De naam bouillabaisse komt van de Provençaalse woorden bouillir (‘koken’) en baisser (‘het vuur laten zakken’), wat aangeeft dat de kookmethode bestaat uit eerst koken en daarna op laag vuur laten doorgaren.
Vissers gebruikten vroeger vissoorten met veel graten en harde structuren, zoals rascasse (een stekelige rotsvis), zeehaai, grondel, (sea robin) en andere vissoorten uit de rotsachtige kustwateren van de Middellandse Zee. De bouillon werd verrijkt met tomaten, knoflook, venkel, laurier, tijm, soms saffraan, en andere lokale kruiden. Het gerecht werd vaak geserveerd met rouille (een pittige saus op basis van olijfolie, knoflook, broodkruim, saffraan) en brood.
In 1980 werd in Marseille de Charte de la bouillabaisse opgesteld door een groep restauranthouders, om misverstanden over wat wel of niet “authentieke bouillabaisse” is in te perken. De charte bevat regels over welke vissoorten verplicht zijn, hoe het geserveerd moet worden (bouillon apart van de vis), en welke smaakmakers gebruikt horen te worden.
Bouillabaisse onderscheidt zich van andere vissoepen doordat de vis en groenten vaak apart van de bouillon geserveerd worden. Eerst komt de bouillon als soep, met stokbrood en rouille, daarna de vis en schaaldieren. Deze manier van serveren draagt bij aan de beleving en smaakbalans.

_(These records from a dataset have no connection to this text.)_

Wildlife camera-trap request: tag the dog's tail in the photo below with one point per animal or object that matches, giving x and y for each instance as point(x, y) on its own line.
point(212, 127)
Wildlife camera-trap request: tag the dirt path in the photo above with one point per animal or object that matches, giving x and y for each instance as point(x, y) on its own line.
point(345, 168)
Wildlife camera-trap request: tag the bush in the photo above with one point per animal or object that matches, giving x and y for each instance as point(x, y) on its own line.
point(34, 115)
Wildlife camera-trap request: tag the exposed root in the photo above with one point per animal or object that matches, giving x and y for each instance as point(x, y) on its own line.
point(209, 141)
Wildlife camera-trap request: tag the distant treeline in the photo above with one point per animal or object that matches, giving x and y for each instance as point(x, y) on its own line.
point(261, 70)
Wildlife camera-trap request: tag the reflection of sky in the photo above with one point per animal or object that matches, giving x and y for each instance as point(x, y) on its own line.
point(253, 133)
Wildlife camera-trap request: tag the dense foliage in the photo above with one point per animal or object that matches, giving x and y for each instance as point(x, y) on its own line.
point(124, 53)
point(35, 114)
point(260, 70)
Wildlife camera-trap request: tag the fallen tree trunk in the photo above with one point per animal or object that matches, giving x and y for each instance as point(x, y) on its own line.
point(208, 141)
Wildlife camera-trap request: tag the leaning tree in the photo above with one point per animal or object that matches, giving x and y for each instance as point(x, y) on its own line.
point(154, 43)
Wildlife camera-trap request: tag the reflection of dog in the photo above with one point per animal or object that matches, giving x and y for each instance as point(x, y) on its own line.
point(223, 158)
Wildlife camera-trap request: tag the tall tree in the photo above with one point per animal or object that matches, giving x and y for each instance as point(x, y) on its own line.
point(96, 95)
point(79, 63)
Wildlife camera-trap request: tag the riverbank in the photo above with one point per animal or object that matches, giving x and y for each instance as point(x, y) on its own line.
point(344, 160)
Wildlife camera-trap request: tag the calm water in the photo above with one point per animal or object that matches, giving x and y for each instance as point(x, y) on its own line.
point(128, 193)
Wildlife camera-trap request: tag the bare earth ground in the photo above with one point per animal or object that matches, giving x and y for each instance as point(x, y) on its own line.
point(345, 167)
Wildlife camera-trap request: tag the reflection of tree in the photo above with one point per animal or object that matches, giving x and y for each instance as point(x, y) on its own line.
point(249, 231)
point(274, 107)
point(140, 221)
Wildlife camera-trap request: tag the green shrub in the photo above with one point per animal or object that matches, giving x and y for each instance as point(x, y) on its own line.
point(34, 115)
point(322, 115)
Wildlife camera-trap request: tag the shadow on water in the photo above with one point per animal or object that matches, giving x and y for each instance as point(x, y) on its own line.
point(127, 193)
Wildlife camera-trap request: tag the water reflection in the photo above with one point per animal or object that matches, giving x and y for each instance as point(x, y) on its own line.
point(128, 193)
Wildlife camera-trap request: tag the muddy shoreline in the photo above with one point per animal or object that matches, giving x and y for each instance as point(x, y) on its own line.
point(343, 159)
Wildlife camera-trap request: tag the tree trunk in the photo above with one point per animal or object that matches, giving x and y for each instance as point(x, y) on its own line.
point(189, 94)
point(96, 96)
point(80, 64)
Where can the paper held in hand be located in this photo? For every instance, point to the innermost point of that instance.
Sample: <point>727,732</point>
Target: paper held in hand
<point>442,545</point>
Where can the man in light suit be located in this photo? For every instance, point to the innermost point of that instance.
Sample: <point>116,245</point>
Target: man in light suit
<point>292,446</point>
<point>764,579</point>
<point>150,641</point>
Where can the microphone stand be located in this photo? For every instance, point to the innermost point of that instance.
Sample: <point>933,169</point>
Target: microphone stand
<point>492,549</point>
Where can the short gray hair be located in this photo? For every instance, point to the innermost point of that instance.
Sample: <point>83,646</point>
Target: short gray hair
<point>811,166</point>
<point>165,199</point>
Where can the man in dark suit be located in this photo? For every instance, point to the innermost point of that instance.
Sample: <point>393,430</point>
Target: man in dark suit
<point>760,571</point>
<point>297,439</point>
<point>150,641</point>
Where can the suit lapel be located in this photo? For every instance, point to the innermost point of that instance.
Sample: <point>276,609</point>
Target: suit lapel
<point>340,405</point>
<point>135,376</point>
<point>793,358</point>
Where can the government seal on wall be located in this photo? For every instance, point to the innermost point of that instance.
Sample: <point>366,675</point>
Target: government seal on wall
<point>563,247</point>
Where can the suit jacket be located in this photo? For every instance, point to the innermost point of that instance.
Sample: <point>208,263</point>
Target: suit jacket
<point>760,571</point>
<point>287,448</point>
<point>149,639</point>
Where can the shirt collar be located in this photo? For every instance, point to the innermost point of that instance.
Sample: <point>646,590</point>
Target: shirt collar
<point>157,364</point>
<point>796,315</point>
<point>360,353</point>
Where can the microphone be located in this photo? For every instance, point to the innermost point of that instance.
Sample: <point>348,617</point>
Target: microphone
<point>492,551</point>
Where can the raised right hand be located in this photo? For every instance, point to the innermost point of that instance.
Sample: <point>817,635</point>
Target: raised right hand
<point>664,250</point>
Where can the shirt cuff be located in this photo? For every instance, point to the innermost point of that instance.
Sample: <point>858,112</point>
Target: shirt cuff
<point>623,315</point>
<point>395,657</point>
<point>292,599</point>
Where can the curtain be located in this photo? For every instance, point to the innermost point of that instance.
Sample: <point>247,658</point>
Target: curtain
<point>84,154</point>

Er zijn smaakverschillen per versie: sommige versies gebruiken meer saffraan, andere meer venkel of kruiden, sommige voegen schaal- en schelpdieren toe. De keuze van vis is belangrijk voor textuur en smaak: stevige vissoorten voor structuur, zachte soorten voor malsheid.
Als je zelf wil bouillabaisse maken, begin met een goede bouillon. Gebruik viskoppen, graten of stevige vissoorten om een basis te leggen. Voeg groenten toe zoals uien, knoflook, tomaten, venkel of prei, samen met kruiden zoals tijm, laurier en een snufje saffraan. Daarna ga je vis en schaaldieren toevoegen, afhankelijk van welke soorten je beschikbaar hebt, steeds met zorg dat de vis niet uit elkaar valt.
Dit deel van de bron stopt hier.